I salute the officer who saw those posters in Nowgam, connected the dots, and stopped what could have been another massacre. One poster, one clue, one sleepless night—and hundreds of mothers kept their sons. Let the critics who cry “overreach” answer this: do you want to wake up to body bags or to news of a plot crushed? If this is forced calm, then let it stay forced forever. I will happily give up a hundred freedoms if it means my son can catch the school bus without me counting heartbeats at every bend.
Bhagat Singh wrote from his cell: the sanctity of law lasts only as long as it is the will of the people. When the will of a few is slaughter, the law must first become a sword.
Dr Shahnawaz from Budgam, shot dead in October 2024 with six poor labourers at Gagangeer only because he was helping build a tunnel that would bring light and jobs to the Valley.
These are not statistics. These are open wounds.
We made the mistake once. We kept quiet while the pheran was turned into a symbol of terror. We watched old men, orchard owners, scholars humiliated because they wore what their fathers wore. We paid for that silence. Let us not pay again.
If today a locker in SKIMS has to be opened, a duty roster checked, a phone examined—do it. Not because every doctor is guilty, but because every patient must stay sacred.
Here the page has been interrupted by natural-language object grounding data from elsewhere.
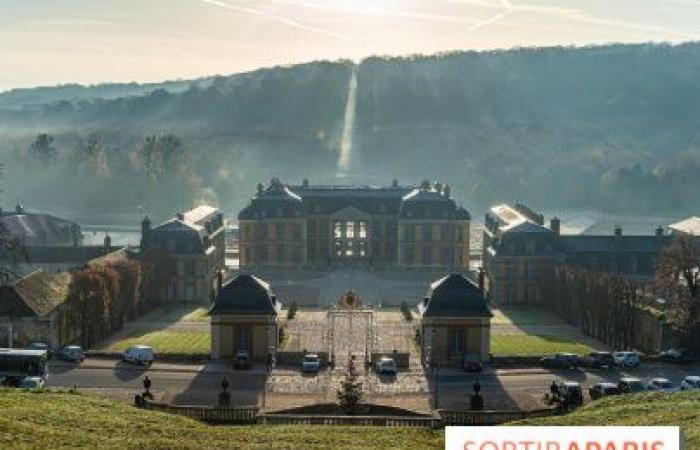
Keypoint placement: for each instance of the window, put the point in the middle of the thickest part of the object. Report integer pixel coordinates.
(409, 255)
(280, 253)
(427, 232)
(349, 230)
(456, 340)
(337, 229)
(427, 260)
(363, 229)
(279, 231)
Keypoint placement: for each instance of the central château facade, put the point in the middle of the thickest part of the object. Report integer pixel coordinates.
(324, 226)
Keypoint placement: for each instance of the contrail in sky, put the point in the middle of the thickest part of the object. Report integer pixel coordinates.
(284, 20)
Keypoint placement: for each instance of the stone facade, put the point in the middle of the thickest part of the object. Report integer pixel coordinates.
(520, 254)
(324, 226)
(195, 242)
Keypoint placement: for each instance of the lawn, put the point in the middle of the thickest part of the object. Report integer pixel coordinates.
(520, 316)
(53, 420)
(177, 313)
(167, 341)
(681, 409)
(535, 344)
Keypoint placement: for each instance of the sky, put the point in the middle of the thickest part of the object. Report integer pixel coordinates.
(48, 42)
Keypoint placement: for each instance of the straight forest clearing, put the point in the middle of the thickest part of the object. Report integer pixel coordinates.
(175, 329)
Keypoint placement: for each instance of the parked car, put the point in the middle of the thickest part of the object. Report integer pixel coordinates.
(139, 354)
(631, 385)
(241, 360)
(31, 383)
(571, 393)
(311, 363)
(73, 353)
(691, 382)
(600, 390)
(385, 366)
(626, 359)
(471, 363)
(40, 346)
(676, 356)
(661, 384)
(560, 361)
(598, 360)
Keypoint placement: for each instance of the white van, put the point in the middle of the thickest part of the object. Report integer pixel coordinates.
(139, 354)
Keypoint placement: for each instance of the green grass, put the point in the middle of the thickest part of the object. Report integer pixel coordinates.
(523, 316)
(69, 421)
(682, 409)
(535, 344)
(166, 341)
(177, 313)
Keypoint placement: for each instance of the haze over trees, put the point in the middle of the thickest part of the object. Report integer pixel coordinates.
(613, 128)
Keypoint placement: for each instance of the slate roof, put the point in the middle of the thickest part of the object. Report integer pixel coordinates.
(245, 295)
(37, 226)
(690, 226)
(37, 294)
(609, 244)
(454, 296)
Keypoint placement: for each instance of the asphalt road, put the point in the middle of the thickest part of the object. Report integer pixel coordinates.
(184, 387)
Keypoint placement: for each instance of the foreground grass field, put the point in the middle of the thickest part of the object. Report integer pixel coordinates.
(535, 344)
(67, 421)
(682, 409)
(167, 341)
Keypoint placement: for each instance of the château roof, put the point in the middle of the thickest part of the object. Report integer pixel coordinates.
(454, 296)
(245, 295)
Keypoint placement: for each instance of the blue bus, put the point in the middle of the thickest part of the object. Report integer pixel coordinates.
(16, 364)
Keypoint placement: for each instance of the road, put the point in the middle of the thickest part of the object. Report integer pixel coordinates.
(184, 385)
(199, 385)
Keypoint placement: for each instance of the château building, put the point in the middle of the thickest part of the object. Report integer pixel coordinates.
(520, 253)
(194, 241)
(324, 226)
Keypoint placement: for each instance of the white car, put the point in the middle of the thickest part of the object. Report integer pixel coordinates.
(139, 354)
(627, 359)
(31, 383)
(385, 366)
(662, 385)
(311, 363)
(690, 382)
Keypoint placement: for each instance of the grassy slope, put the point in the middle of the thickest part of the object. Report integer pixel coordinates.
(61, 420)
(681, 409)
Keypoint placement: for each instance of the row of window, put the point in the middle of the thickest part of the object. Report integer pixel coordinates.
(429, 232)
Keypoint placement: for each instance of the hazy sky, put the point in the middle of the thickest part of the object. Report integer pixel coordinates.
(44, 42)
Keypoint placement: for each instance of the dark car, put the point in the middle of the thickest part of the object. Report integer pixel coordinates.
(601, 390)
(598, 360)
(571, 393)
(241, 360)
(560, 361)
(471, 363)
(676, 356)
(631, 386)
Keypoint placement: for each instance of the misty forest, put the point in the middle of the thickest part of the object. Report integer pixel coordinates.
(612, 128)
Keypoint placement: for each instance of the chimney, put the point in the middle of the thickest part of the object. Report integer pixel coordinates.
(555, 225)
(618, 232)
(145, 232)
(659, 231)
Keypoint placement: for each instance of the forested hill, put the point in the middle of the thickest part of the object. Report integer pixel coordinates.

The day we stop searching out of fear of hurting someone’s feelings is the day we hand our children to the next bomb.
Sarla’s ghost still walks the corridors of Habba Khatoon Hostel. Dr Jalal’s blood still stains the courtyard where he treated the poor for free. Dr Shahnawaz’s blood still seeps from that unfinished tunnel.
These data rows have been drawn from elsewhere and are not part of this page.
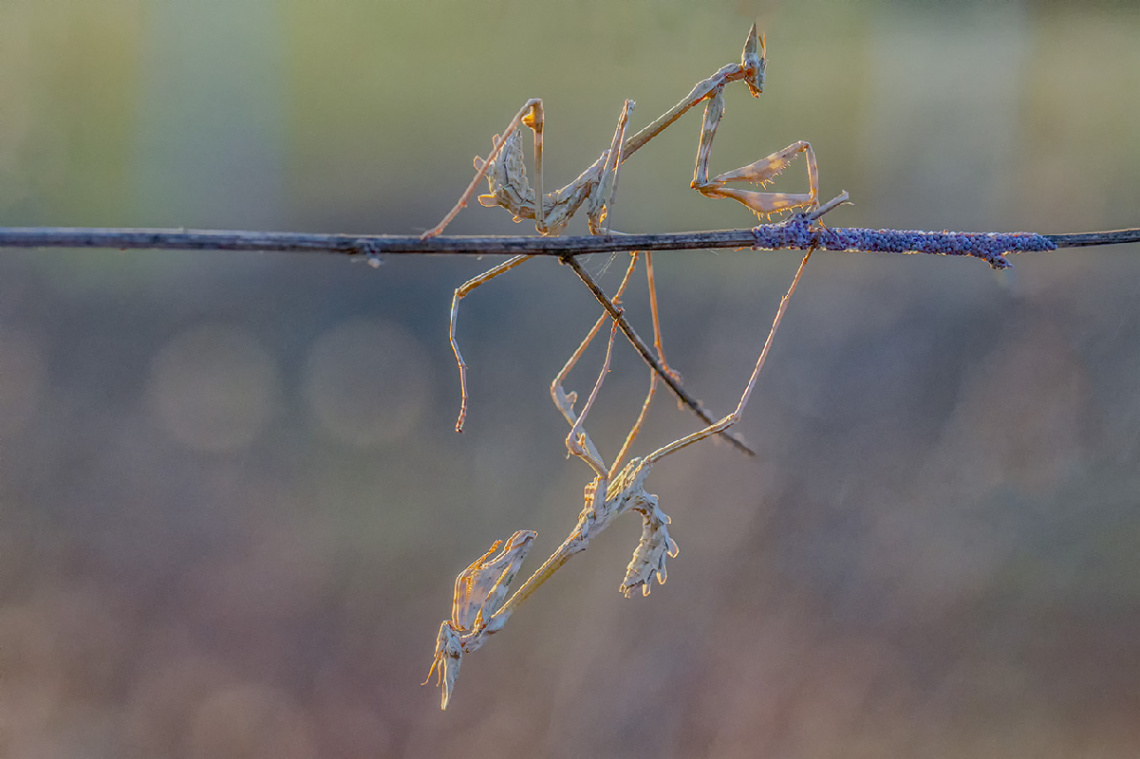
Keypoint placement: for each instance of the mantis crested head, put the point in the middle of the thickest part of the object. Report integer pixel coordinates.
(754, 60)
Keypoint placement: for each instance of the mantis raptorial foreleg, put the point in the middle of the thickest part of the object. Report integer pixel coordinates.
(760, 172)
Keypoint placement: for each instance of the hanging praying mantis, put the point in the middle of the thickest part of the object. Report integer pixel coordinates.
(480, 603)
(596, 187)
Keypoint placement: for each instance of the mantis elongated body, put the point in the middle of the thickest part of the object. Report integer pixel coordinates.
(595, 188)
(482, 603)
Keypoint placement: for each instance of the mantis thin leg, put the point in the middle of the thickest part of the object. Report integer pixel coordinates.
(577, 440)
(652, 375)
(563, 400)
(461, 292)
(732, 418)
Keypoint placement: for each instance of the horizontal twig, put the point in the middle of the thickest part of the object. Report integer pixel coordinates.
(374, 245)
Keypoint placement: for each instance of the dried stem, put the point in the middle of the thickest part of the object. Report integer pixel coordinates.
(374, 245)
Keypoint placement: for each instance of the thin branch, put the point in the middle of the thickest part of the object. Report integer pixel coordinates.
(374, 245)
(648, 356)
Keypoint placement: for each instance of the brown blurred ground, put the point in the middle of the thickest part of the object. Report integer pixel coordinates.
(231, 505)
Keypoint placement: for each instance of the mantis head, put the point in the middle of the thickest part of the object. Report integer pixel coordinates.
(754, 62)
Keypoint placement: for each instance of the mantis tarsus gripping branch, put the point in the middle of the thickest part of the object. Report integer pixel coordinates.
(481, 604)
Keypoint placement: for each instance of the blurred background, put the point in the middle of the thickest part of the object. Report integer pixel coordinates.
(231, 502)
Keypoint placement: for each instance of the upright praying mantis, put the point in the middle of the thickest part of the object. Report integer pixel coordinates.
(480, 603)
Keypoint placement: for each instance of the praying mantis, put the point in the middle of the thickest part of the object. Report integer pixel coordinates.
(481, 604)
(596, 187)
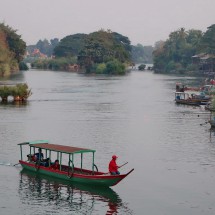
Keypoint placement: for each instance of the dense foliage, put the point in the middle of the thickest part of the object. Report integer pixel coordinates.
(61, 63)
(142, 54)
(175, 54)
(12, 50)
(46, 47)
(109, 51)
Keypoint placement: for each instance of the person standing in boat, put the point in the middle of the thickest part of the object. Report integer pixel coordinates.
(113, 168)
(56, 165)
(39, 155)
(40, 158)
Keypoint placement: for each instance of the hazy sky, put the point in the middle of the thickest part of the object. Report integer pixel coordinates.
(141, 21)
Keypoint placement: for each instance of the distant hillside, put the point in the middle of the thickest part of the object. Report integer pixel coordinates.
(12, 50)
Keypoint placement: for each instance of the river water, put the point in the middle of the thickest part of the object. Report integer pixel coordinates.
(132, 116)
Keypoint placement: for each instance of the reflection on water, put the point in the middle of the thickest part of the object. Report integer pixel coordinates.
(69, 198)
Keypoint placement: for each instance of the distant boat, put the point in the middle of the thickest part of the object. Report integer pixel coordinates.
(67, 172)
(193, 99)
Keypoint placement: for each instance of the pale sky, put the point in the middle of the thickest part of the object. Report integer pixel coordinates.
(142, 21)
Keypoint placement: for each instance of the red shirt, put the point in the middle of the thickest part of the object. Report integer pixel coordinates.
(55, 166)
(112, 166)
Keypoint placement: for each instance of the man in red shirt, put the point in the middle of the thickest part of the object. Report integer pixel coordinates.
(113, 168)
(56, 165)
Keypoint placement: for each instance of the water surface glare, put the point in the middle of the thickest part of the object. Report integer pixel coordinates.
(133, 116)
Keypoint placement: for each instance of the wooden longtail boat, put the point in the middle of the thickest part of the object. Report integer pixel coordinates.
(196, 100)
(67, 172)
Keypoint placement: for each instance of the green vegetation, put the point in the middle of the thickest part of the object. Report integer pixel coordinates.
(175, 54)
(12, 50)
(142, 54)
(61, 63)
(101, 52)
(19, 92)
(141, 67)
(46, 47)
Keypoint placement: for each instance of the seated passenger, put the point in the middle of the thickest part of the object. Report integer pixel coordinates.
(39, 155)
(56, 165)
(31, 158)
(39, 158)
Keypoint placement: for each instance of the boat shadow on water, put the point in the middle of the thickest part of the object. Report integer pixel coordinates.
(68, 196)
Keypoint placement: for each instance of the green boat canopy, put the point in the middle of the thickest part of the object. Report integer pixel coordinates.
(55, 147)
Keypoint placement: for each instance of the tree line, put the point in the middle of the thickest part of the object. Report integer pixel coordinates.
(12, 50)
(175, 54)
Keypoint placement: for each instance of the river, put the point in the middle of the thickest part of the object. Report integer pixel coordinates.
(134, 117)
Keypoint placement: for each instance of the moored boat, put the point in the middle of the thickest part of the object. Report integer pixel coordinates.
(66, 171)
(193, 99)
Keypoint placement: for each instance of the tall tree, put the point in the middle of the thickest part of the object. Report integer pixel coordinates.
(208, 40)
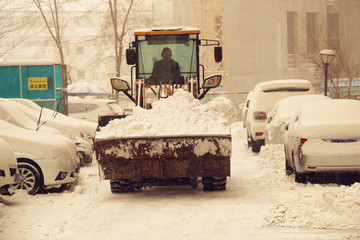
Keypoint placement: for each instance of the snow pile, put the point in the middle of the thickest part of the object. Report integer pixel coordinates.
(320, 206)
(179, 114)
(337, 207)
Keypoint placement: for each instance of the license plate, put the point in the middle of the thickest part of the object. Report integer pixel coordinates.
(343, 141)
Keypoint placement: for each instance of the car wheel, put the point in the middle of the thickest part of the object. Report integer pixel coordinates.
(300, 177)
(256, 146)
(30, 179)
(288, 170)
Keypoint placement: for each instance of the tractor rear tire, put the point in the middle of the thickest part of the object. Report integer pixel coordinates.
(121, 186)
(214, 183)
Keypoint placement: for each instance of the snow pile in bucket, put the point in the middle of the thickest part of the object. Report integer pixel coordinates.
(179, 114)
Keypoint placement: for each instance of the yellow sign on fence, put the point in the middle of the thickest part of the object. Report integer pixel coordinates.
(37, 83)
Why, after thirty-five years, are we still raising boys who think paradise is reached through a gun barrel?
I blame the school that teaches a ten-year-old that shaheed is the greatest word and forgets to teach that the Prophet himself signed the Treaty of Hudaybiyyah to avoid bloodshed. I blame the father who claps when his son crosses the LoC for “training” and cries only when the body comes home in a box.
Close them down. Every classroom, every madrasa, every room where poison is poured into young hearts—close them down. If a few innocents suffer along the way, so be it. Innocence did not save Sarla. It did not save Dr Jalal while he treated the poor without taking a single rupee. It did not save Dr Shahnawaz.
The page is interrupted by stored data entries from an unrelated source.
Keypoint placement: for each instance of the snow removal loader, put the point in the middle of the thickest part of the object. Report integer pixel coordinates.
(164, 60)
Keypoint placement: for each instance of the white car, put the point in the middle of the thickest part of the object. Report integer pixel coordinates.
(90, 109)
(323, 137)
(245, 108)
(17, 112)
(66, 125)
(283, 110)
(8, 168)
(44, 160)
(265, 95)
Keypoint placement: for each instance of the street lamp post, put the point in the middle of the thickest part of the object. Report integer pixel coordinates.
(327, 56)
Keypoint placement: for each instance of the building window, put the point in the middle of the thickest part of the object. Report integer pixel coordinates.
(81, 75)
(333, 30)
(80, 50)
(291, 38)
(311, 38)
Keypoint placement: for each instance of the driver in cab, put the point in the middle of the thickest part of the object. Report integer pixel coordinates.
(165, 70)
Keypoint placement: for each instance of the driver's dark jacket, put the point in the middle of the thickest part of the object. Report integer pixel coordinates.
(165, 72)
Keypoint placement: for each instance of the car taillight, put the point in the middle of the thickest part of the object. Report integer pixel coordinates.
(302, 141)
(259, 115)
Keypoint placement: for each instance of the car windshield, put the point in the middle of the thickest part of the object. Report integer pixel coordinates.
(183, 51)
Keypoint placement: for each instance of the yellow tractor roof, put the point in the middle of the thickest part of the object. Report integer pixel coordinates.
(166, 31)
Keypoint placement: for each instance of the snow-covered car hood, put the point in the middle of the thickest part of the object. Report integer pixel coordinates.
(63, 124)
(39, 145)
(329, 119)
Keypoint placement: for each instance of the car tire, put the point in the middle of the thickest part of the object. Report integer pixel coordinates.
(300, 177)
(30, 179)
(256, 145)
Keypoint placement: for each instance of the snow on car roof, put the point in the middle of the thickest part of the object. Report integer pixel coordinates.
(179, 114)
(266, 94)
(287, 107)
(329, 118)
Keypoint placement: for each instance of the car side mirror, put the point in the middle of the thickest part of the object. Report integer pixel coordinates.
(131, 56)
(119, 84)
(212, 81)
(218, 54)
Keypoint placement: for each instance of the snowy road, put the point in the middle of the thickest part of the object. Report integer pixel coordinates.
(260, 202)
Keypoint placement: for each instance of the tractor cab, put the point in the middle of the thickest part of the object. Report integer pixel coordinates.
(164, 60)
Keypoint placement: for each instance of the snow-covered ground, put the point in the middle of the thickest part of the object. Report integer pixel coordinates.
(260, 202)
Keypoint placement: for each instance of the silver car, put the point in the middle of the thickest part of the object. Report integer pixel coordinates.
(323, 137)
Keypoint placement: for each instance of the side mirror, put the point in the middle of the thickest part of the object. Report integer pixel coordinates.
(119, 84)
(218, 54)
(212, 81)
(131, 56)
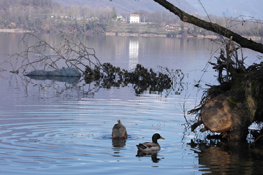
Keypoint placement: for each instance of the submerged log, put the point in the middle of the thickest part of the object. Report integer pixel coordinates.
(216, 115)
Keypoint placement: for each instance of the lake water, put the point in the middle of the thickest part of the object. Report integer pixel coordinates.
(52, 127)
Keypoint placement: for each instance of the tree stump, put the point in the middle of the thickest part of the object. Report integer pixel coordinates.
(216, 115)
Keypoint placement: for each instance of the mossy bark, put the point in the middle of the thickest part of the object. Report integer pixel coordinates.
(245, 102)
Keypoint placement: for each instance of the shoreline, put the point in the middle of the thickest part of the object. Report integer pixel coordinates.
(255, 38)
(15, 31)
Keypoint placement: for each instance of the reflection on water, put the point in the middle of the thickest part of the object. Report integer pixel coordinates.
(118, 142)
(153, 155)
(69, 80)
(133, 53)
(52, 127)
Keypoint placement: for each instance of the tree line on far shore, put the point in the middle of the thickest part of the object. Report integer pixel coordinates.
(46, 16)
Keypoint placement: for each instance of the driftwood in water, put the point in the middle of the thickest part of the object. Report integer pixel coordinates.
(216, 115)
(231, 107)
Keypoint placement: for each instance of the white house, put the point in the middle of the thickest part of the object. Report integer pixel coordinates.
(119, 18)
(134, 18)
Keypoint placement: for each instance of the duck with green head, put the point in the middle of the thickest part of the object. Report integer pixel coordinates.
(119, 131)
(151, 146)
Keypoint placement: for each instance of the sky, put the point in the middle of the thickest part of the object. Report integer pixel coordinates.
(234, 8)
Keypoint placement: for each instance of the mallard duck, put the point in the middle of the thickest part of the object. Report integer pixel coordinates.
(119, 131)
(151, 146)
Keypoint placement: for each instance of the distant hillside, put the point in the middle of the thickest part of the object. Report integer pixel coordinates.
(128, 6)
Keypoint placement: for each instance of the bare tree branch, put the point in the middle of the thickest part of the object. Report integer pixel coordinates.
(185, 17)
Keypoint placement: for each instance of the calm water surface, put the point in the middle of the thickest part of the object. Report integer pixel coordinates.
(51, 127)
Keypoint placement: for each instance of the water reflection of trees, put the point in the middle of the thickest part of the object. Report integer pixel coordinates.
(141, 79)
(71, 52)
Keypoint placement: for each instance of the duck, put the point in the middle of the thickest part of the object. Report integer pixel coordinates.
(151, 146)
(119, 131)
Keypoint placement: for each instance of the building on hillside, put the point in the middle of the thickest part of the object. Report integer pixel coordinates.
(134, 18)
(119, 18)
Nehru told the fleeing Pandits in 1948: we will not let the light of freedom be extinguished by the darkness of violence. That light flickers today not because the Army is harsh but because our classrooms are soft on hate.
I dream of the day a child in Shopian looks at a doctor’s white coat and feels nothing but trust, the same trust a child feels in Chennai or Chicago. I dream of the day a raid finds only textbooks, not detonators. I dream of the day the pheran and the upran go back to being just clothes—one of warmth, one of healing.
Until then search every corner, open every locker, question every alibi. Because the dead of Pulwama, Uri, and the Red Fort were also children of this same bruised, beautiful Nation.
Let the white coat stay white.
Let no mother ever have to wonder if the hand holding the syringe also hides a grenade.
Let the only thing that explodes in a Kashmir hospital be the fierce, messy, glorious cry of a newborn.
That is the only victory worth fighting for.